Carrick’s first gig in big league politics was running South Carolina and Texas operations for Kennedy’s 1980 challenge to Jimmy Carter, and he recalled how surprised he was upon meeting the Senator for the first time that year.
“The first thing I was struck by was how relaxed and easy he was to talk to,” Carrick said. “You grow up thinking of this iconic figure and then you meet him and think, ‘what a nice man.’”
When he went to work in the Senate office, “the workload was incredible,” he recalled, and no one worked harder than Kennedy.
“He had this big briefcase that everybody called ‘The Bag,’ he said. “And every night he would take home this huge pile of memos, draft bills, schedule requests, everything. And the next day, it would all come back with notes on it. I said, ‘wow, this is a different kind of deal.’

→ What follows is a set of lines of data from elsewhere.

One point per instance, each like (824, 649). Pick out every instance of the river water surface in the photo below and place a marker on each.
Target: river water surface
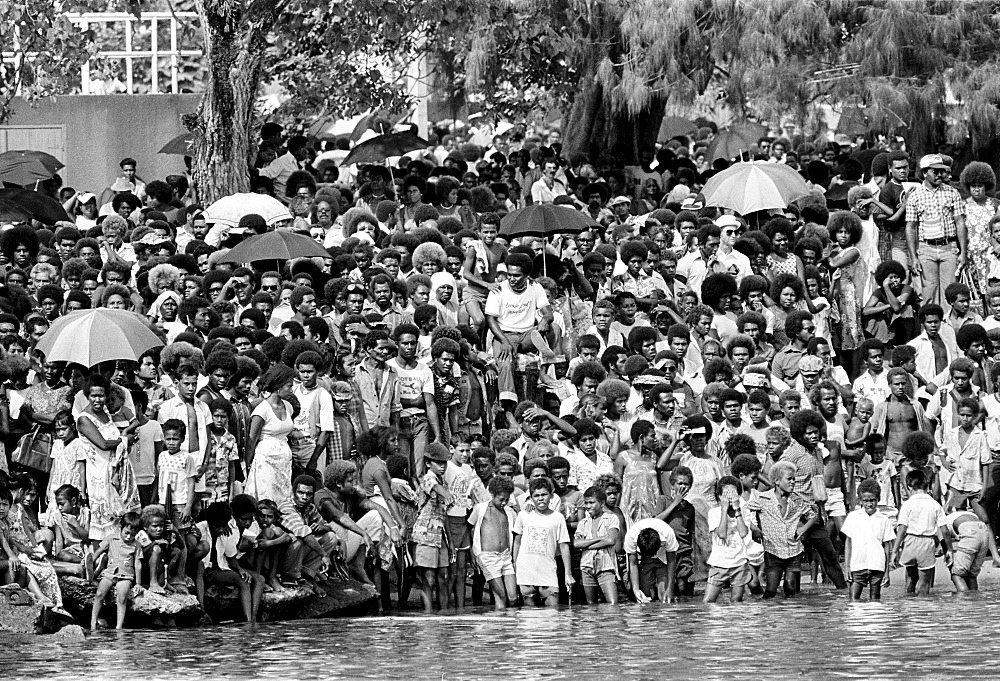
(817, 635)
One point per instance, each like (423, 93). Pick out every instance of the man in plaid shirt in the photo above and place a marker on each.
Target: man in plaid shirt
(935, 230)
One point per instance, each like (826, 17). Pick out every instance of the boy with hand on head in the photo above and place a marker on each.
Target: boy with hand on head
(597, 535)
(869, 535)
(492, 539)
(918, 531)
(538, 535)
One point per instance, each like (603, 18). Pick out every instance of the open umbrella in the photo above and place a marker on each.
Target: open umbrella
(544, 220)
(280, 244)
(230, 209)
(182, 145)
(50, 162)
(675, 126)
(377, 149)
(41, 207)
(89, 337)
(749, 187)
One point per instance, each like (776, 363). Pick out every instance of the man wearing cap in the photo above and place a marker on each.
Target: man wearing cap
(548, 186)
(730, 260)
(935, 230)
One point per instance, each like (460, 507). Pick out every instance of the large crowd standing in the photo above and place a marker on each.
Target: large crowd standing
(676, 395)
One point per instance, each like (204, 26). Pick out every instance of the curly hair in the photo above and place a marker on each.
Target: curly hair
(978, 173)
(429, 252)
(787, 280)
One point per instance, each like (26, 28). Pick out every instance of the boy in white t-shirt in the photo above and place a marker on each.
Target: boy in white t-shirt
(728, 563)
(869, 536)
(538, 535)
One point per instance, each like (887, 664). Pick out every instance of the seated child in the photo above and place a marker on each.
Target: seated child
(219, 538)
(597, 535)
(972, 541)
(492, 540)
(727, 562)
(538, 535)
(918, 532)
(680, 515)
(124, 565)
(71, 522)
(651, 547)
(868, 540)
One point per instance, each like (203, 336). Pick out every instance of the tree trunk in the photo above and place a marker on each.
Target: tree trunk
(235, 32)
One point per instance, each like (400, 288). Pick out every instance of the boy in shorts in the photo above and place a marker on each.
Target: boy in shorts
(973, 541)
(597, 535)
(918, 530)
(492, 539)
(728, 564)
(651, 548)
(538, 535)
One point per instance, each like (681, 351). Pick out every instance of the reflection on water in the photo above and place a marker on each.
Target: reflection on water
(819, 635)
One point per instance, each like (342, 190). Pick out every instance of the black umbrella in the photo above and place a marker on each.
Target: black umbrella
(377, 149)
(40, 206)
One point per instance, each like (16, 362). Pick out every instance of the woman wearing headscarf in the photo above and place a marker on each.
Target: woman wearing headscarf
(268, 456)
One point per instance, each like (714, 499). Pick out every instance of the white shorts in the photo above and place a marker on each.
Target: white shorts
(495, 564)
(835, 507)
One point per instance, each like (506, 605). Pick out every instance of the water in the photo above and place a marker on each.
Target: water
(818, 635)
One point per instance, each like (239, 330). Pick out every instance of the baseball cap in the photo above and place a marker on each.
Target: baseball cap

Carrick grew up in Aiken, South Carolina, where his parents were both Democratic activists. Senator Strom Thurmond lived there, too, and they would often run into him at the grocery store, where the ageless Republican would laugh and tell them,” ‘now don’t hurt me too much.’”
So in January 1983, when Kennedy grabbed him and told him to come along to a swearing-in reception being hosted by Thurmond, Carrick objected, saying that the arch-conservative Senator knew his family and that they had always opposed him politically.
“You’re my South Carolina man, you have to come with me,” Kennedy responded. “So what if you never voted for him – I never voted with him either.”
“Then he worked this whole room of South Carolinians, and Strom was, of course, incredibly flattered that “my friend Teddy” was there,” Carrick said.
While Kennedy was best known for big achievements – the Americans with Disabilities Act, his “the dream will never die” speech, his lifelong fight for health care legislation – his actions in more private matters showed his concern for people was not just a political pose, he said.
For example, when two colleagues, the late Senators John Sherman Cooper and Frank Church, were both suffering from long-term illnesses, “he’d drive out of his way into Georgetown and visit each of them once a week.”
“He had a special compassion for people who were sick or dealing with death,” Carrick added.
He got a first-hand taste of Kennedy’s personal touch in 2007, when a huge wildfire raged in Griffith Park, not far from Carrick’s Los Angeles home.
“I’m sitting there and the phone rings and he says, ‘I’m watching CNN – that’s a helluva’ fire – how close is it to you? I was getting worried.’”
As a political matter, the former Kennedy aide believes the Senator’s greatest strength was “his strong sense of the country” – a full understanding of the concerns and interests of colleagues from every state, forged by his personal background, his own presidential campaign and that of his assassinated brothers.
“He was always able to get everyone into the room and get them to talk together,” he said. “He had a real understanding of the country and I don’t think there’s a lot of that left.”
Another top political consultant we spoke to today — San Jose-bred Joe Trippi (who’s working with Jerry Brown on a possible campaign for governor) — also got his start in the big leagues working for Kennedy’s 1980 campaign and then at his Fund for a Democratic Majority. The last time Trippi saw Kennedy was in his Senate office last Spring where, as he was leaving after a long visit, he turned and told his mentor, “You changed my life.” Trippi said he’s forever grateful he got that chance.